# ASUS sabertooth 990fx boot help!!!



## adman101

ive had my sabertooth 990fx for a while now but havent noticed the boot error until now. when i press the power button everything goes normal and the mobo goes through its check with the red LED's. but on boot device LED it stays red and the computer seems to reboot before the welcome to windows screen. this does not effect anything that i know of but it slows start-up time tremendously

any advice?????


----------



## linkin

It sounds like a classic motherboard boot-loop. Try flashing the BIOS with the latest version, or shutting the system down and pressing the "CLR CMOS" button on the I/O panel. Don't press that button while the system is on.


----------



## zer0_c00l

sometimes when it does that u will have to remove all sticks of ram but one. because of the voltage when you loop like that. then it will let you go to bios


----------



## adman101

linkin said:


> It sounds like a classic motherboard boot-loop. Try flashing the BIOS with the latest version, or shutting the system down and pressing the "CLR CMOS" button on the I/O panel.
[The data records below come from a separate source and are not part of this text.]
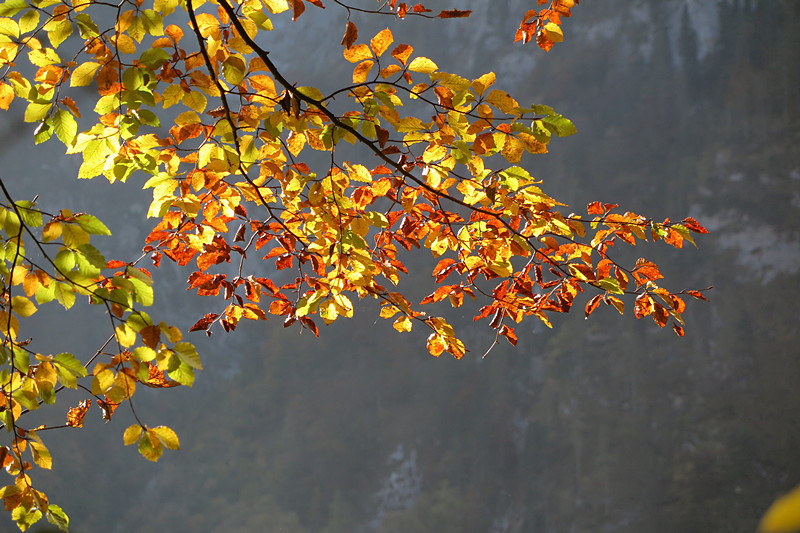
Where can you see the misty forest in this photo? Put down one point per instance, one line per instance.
(683, 108)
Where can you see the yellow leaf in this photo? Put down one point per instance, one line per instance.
(388, 311)
(422, 64)
(403, 323)
(167, 437)
(131, 434)
(6, 95)
(41, 455)
(380, 43)
(357, 53)
(276, 6)
(22, 306)
(195, 100)
(296, 142)
(126, 336)
(502, 101)
(361, 71)
(513, 149)
(553, 32)
(434, 152)
(484, 82)
(783, 516)
(83, 74)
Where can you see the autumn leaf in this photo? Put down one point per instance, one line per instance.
(76, 415)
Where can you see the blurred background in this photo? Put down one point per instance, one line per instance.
(683, 108)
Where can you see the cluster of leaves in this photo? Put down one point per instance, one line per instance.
(545, 25)
(236, 180)
(59, 265)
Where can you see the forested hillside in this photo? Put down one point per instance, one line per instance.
(683, 108)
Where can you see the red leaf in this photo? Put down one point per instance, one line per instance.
(594, 208)
(350, 35)
(697, 294)
(593, 304)
(693, 225)
(508, 333)
(660, 314)
(204, 322)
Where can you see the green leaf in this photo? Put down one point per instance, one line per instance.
(41, 455)
(36, 111)
(183, 374)
(64, 294)
(188, 354)
(57, 517)
(12, 7)
(45, 294)
(90, 260)
(86, 26)
(151, 21)
(69, 369)
(58, 31)
(125, 334)
(144, 353)
(65, 126)
(43, 56)
(42, 133)
(9, 27)
(65, 260)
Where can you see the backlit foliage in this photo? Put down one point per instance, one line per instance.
(188, 104)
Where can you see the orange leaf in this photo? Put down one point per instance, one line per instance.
(361, 71)
(380, 43)
(508, 333)
(402, 52)
(593, 304)
(350, 35)
(357, 53)
(75, 415)
(151, 335)
(693, 225)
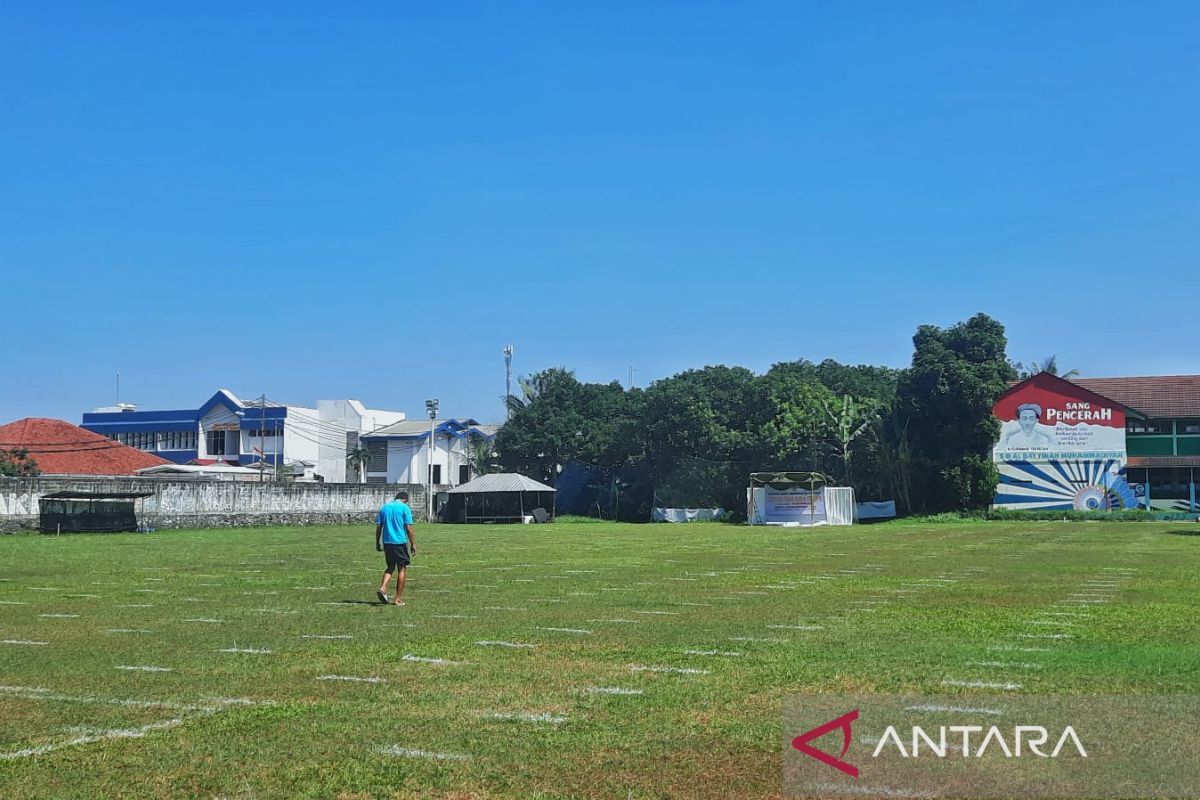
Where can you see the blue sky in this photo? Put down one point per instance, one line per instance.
(373, 202)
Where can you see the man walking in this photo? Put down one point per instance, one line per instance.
(394, 537)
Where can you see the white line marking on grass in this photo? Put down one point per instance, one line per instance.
(982, 684)
(327, 636)
(682, 671)
(103, 735)
(1045, 636)
(405, 752)
(39, 693)
(447, 662)
(523, 716)
(1003, 665)
(955, 709)
(798, 627)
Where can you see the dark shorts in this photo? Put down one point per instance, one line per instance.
(397, 557)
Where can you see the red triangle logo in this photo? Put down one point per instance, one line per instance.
(844, 722)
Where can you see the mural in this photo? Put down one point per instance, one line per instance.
(1060, 447)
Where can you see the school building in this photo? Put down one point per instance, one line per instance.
(1099, 444)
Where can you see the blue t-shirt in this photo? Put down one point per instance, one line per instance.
(394, 516)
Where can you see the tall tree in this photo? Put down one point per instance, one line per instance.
(357, 459)
(945, 403)
(18, 462)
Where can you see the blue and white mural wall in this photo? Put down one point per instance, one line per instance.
(1061, 447)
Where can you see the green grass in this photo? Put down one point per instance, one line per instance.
(711, 734)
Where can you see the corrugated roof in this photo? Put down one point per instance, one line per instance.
(501, 482)
(63, 449)
(415, 428)
(1159, 396)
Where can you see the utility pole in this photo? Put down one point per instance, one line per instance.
(508, 382)
(431, 407)
(262, 437)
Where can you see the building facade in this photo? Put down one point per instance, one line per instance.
(401, 452)
(311, 443)
(1099, 444)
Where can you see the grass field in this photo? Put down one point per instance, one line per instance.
(561, 660)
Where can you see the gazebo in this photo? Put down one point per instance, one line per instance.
(502, 497)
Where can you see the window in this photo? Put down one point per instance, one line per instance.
(178, 440)
(139, 439)
(1149, 427)
(214, 441)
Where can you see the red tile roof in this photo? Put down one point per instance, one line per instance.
(1159, 396)
(63, 449)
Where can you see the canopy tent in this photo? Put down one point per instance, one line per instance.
(797, 499)
(502, 497)
(89, 511)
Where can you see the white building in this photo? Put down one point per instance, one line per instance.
(309, 443)
(400, 452)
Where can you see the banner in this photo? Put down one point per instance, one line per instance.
(795, 505)
(1050, 419)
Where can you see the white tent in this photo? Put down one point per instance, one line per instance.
(796, 499)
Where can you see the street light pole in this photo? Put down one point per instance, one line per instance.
(431, 408)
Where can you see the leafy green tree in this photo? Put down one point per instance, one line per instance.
(1049, 365)
(17, 462)
(357, 461)
(565, 420)
(945, 402)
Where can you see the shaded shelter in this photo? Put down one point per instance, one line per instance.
(89, 511)
(502, 497)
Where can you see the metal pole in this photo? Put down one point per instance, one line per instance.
(508, 382)
(430, 492)
(262, 437)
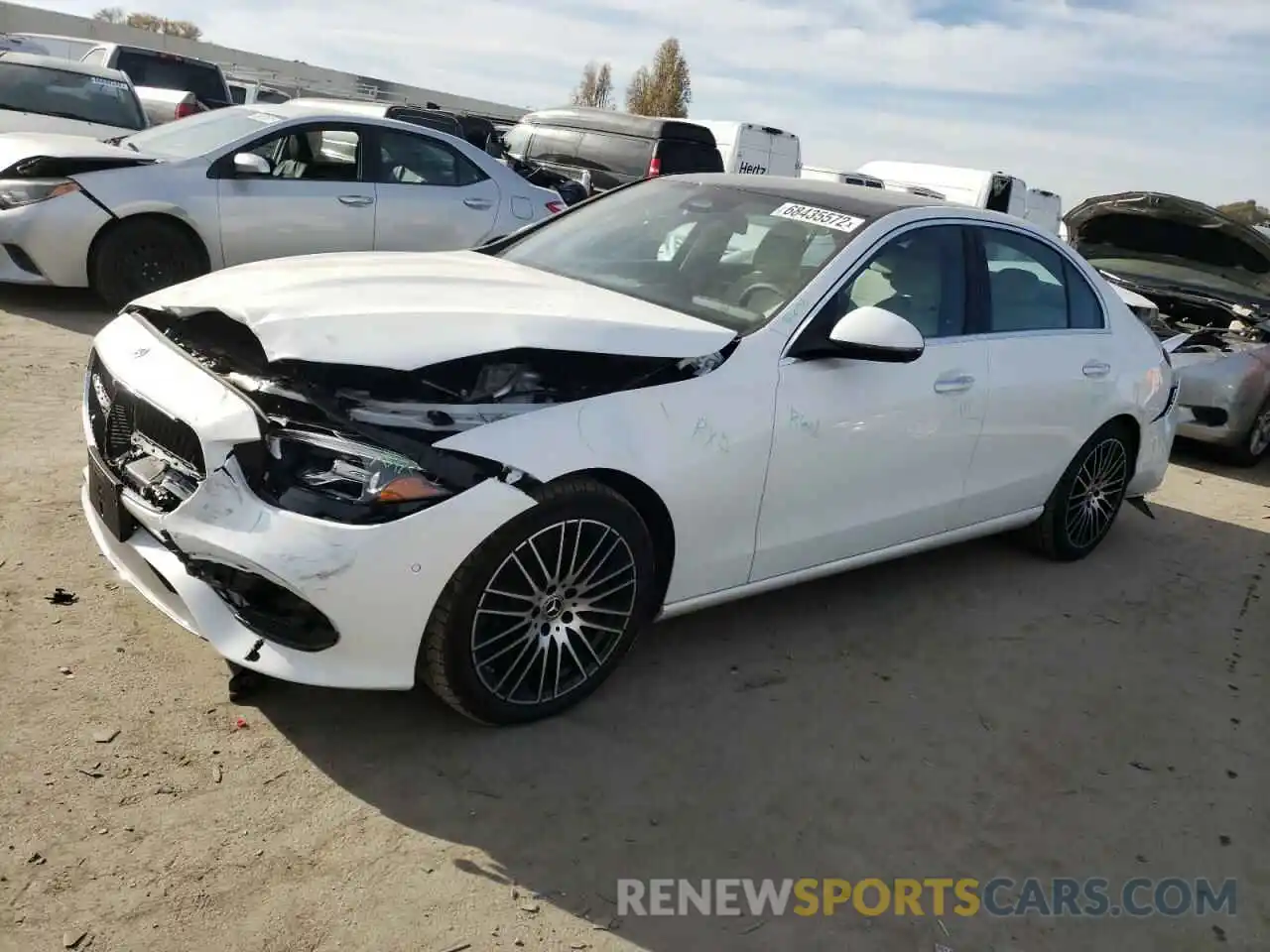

Don't press that button while the system is on.



thanks very much. so ive never really flashed my BIOS. downloading via ASUS update is the same right?


----------



## jamesd1981

The latest bios for your motherboard is 901, doing bios update with auto update can be riskier.

I would download the bios from the link below, put it on a totally empty usb flash drive, then boot up into the bios with the flash drive inserted, then run the asus ez flash utility and direct it to the usb stick

http://uk.asus.com/Motherboards/AMD_AM3Plus/SABERTOOTH_990FX/#download


----------